Whilst we have outlined some possibilities for performing a design-based analysis (Sect. 2.2), our preference is for performing a model-based analysis. Such an analysis allows for a more nuanced understanding of the processes leading to the estimate, such as a distribution map or an understanding of relationships with environmental gradients, which can be valuable (Dumelle et al. 2022), even more valuable than the overall estimate itself. Also, model-based analyses can have smaller estimates of uncertainty (Dumelle et al. 2022) implying that they make the most efficient use of the data, but do so with extra assumptions about the processes underlying the data and their collection. Of particular interest is that spatially clustered designs share beneficial attributes with good designs for model-based estimates, such as a good spread of points but with a number of points in close proximity (Zimmerman 2006). We note that design-based surveys automatically avoid many common issues with model-based design (Williams and Brown 2019), such as ignorability (e.g. Gelman et al. 2013), or at least the design-based randomisation process informs how the design is conditionally ignorable—just add the inclusion probabilities as a covariate in the model. Further, the randomisation approach allows for easy re-use of the data, which makes data collections more powerful into the years and decades to come (Foster et al. 2021).

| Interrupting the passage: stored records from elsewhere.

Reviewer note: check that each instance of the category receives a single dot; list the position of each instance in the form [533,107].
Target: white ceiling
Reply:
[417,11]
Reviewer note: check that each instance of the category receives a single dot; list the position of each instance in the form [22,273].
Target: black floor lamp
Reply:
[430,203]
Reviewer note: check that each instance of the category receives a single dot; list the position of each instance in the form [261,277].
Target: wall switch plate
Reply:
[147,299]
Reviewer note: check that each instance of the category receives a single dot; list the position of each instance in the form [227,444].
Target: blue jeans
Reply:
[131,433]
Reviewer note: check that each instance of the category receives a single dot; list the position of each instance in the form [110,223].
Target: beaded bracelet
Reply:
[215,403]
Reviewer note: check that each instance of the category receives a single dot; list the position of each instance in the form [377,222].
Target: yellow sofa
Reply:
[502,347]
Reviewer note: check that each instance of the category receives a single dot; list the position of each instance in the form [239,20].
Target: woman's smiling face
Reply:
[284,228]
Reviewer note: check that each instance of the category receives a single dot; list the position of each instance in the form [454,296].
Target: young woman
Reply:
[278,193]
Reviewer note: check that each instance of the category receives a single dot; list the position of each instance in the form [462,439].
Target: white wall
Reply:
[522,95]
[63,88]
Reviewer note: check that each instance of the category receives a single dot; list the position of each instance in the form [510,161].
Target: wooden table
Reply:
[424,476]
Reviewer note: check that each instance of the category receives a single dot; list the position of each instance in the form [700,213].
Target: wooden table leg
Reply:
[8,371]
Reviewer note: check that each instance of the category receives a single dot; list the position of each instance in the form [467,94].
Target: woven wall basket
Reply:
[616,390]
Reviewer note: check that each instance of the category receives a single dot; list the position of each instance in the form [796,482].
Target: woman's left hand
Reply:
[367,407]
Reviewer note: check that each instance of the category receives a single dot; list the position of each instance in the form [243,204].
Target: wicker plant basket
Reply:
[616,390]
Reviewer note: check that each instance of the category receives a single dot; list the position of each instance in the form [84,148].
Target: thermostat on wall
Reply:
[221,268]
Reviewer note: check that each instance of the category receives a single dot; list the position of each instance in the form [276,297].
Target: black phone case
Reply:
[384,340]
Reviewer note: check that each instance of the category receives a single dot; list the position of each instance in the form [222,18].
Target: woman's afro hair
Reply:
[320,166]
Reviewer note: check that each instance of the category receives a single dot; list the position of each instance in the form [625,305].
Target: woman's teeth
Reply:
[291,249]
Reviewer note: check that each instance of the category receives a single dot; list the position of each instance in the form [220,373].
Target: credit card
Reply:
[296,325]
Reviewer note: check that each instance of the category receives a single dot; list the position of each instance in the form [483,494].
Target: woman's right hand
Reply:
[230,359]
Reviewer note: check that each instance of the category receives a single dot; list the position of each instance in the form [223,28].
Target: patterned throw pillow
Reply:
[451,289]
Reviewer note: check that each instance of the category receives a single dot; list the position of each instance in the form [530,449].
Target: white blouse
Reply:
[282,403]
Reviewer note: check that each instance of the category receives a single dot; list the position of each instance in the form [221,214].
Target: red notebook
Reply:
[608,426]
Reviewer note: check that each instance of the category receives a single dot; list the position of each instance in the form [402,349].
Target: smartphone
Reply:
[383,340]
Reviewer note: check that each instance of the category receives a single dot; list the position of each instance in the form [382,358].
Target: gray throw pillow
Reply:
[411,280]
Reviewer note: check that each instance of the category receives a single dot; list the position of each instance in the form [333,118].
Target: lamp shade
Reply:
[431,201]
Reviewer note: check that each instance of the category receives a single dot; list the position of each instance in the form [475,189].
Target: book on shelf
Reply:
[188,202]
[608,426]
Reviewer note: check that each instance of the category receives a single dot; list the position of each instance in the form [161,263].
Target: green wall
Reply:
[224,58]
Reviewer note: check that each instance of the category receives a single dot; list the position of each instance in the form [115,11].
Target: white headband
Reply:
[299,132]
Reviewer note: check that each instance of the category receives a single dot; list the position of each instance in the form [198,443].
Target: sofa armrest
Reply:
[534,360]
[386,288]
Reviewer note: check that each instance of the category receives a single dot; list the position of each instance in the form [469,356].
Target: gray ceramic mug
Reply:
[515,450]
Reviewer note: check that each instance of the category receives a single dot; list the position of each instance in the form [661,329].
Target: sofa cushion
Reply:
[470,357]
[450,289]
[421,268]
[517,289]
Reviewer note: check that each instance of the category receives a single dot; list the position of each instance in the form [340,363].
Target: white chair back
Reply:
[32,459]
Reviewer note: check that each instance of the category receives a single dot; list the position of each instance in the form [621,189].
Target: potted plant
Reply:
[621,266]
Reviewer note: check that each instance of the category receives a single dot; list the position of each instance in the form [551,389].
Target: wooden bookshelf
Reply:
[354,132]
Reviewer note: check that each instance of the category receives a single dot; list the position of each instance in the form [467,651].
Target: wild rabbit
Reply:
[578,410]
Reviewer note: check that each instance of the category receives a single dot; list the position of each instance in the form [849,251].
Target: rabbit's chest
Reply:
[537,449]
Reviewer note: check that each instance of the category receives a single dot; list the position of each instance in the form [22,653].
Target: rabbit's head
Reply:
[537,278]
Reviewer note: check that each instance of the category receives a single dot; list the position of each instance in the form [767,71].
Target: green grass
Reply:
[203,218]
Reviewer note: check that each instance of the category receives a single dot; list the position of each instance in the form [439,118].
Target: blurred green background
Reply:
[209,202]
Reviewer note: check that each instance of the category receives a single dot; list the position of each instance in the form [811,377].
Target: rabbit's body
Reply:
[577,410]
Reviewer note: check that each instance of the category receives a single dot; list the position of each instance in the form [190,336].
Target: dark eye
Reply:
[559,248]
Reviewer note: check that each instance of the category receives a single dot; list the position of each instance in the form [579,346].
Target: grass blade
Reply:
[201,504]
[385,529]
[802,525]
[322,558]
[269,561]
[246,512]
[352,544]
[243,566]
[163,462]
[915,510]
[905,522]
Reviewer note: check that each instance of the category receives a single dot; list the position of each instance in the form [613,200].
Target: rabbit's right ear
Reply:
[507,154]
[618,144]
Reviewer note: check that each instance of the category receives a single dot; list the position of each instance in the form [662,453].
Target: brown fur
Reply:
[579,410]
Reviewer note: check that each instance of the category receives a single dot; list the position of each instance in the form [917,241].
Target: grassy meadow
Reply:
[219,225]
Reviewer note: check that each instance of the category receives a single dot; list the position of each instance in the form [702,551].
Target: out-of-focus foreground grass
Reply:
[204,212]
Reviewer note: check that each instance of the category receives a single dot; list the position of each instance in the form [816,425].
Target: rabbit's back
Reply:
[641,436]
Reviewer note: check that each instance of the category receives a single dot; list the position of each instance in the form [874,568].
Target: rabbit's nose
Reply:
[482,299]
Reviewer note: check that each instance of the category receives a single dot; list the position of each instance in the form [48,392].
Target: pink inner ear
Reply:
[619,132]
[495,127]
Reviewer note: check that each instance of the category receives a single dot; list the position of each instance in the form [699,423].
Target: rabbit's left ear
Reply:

In a similar fashion to other spatially balanced designs, the clustered design can also be used to produce an ‘master-sample’ of clusters and sites (Larsen et al. 2008; van Dam-Bates et al. 2018). The extra clusters in the master-sample can be used if clusters of the original sample are not available to be sampled, or if the survey is to be extended in the future. However, the extra sites (within a cluster) should only be utilised if individual sites are not available for sampling. The reason for this is that the working probabilities, in (1), are dependent on m, which should therefore remain constant if the specified inclusion probabilities are to be obtained. To create a clustered master-sample one must simply sample more clusters and sites within clusters. Care should be taken though, that the working inclusion probabilities are calculated using the number of samples per cluster (m) that is planned and not the number of sites in each cluster’s master-sample. For the koala example, we generated a master-sample for each cluster of \(20>m=10\) sites.